Madem ilerliyoruz, biraz daha ileri gitmek istiyorum e filmdeki az gelişmiş coğrafyanın insanları olan bu Otobüs’teki yolcuların da illaki az gelişmiş olup olmamalarının da bir önemi olmadığının altını çizmek istiyorum. Bunuel’in El angel Exterminador (1961, Mahvedici Melek) ya da onun sürrealist imgeleminden yola çıkarak modern insanın çıkışsızlığını ele alan Haneke filmleri benzer yapılara sahip filmlerdir. Bu yapı ‘çıkışı olmamak’, ‘içeride kilitli kalmak’ açısından benzerdir. Kaynak olarak ise bu bahsettiğimiz yönetmenlerin filmlerinden farklıdır.

İsterseniz son bir durak daha ilerleyelim; böylesine bir yolculuk için Otobüs’e ihtiyacımız olup olmadığını inceleyelim. İşçilerimiz, yolculuklarını otobüs ile yaparlar ve amaçları dışarıda çalışmak, para kazanmak, ailelerinin geçimlerini sağlamaktır.
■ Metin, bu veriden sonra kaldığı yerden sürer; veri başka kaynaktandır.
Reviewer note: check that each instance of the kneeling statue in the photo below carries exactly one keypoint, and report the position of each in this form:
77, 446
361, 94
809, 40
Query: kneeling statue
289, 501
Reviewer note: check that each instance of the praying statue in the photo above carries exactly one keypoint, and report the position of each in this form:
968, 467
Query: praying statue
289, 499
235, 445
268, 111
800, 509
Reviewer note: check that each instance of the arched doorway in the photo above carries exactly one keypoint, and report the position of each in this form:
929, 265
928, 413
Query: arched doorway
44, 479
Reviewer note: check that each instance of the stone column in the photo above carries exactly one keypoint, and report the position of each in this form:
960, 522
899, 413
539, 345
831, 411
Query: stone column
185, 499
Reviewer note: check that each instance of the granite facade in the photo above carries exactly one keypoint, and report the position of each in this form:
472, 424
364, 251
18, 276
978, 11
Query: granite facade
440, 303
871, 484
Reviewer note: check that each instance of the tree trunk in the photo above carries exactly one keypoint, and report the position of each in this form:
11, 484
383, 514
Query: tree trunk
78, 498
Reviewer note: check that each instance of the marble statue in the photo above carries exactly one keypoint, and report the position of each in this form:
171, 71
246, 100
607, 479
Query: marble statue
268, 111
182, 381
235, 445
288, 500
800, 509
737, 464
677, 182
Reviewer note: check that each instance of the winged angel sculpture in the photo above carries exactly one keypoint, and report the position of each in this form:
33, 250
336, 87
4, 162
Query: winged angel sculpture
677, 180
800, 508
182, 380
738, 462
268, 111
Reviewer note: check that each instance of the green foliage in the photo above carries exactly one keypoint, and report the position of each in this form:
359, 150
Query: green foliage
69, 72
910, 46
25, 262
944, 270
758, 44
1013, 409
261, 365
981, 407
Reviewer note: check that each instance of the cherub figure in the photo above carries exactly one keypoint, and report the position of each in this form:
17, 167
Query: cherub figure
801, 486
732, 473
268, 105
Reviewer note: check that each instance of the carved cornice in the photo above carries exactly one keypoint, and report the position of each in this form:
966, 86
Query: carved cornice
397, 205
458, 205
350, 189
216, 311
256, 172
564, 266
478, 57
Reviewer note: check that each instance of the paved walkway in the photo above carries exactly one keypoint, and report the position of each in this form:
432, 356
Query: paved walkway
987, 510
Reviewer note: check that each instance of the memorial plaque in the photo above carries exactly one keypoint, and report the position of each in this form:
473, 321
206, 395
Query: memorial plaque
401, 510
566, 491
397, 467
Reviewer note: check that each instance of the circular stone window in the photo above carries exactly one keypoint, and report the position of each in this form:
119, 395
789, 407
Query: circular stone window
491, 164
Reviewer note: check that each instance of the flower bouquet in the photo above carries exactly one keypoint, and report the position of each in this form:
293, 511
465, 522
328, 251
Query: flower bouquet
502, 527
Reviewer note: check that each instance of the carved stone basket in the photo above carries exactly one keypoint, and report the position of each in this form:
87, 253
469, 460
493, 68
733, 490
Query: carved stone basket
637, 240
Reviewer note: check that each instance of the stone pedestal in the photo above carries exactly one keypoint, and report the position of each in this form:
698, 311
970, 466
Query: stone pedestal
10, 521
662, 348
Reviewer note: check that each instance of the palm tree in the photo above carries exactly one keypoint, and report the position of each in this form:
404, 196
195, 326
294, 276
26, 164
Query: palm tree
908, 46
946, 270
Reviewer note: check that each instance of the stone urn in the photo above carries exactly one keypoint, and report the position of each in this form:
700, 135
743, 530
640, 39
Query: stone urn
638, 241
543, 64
Ancak düştükleri yer kesinlikle yabancı, hiç bilmedikleri ve güvenlerinin olmadığı bir uzamdır. Freud’un Das Unheimliche dediği türden bir uzamın içerisinde hissederler kendilerini. Ancak dedik ki Otobüs’e gerek yoktur. Onu kaldırıp yerine bir uzay gemisi koyduğumuzda da benzer yapı ve derinliğe ulaşırız. En azından Otobüs filminin neden sosyal gerçeklik başlığı adı altında incelenemeyeceğini ortaya çıkarmış oluruz. Ridley Scott’ın 2012 yapımı Prometheus filmi, kendilerinden çok daha üstün bir uygarlığı araştırmak için yola koyulan kâşifleri anlatır. En nihayetinde amaçları gidip orada çalışmak olmasa da kendilerinden daha üstün olan bir uygarlığa ulaşmak, belki de ilk atalarıyla karşılaşma ümidini güderler. Lakin daha üstün sandıkları şeyin kendi yıkımlarına neden olacağından habersizdirler. Onlar da tıpkı Otobüs gibi, uzay gemilerine sığınır ve dışarıdaki tehlikeden, tekinsiz korkudan kaçınmaya çalışırlar. Dışarıya çıktıkları anda kendilerini yok edecek Alien ya da diğer şeylerden ürkerler. Prometheus her ne kadar ilerlemeyi, gelişmeyi öğretmiş olsa da bu bilim adamları ya da kâşifler ana rahmine benzer türden gemilerine sığınırlar. Ancak film Otobüs’ten bir farkla ayrılır. Uzay gemisindekiler kâşiftir ve amaçları yeni mekânları keşfetmektir, ilerlemektir. Ve uzay gemisinden çıkarlar. Ancak Otobüs filmindeki işçiler, kendilerine söyleneni yaparak dışarı çıkıp kebap dükkânı açmak yerine, otobüste kalmayı tercih ederler.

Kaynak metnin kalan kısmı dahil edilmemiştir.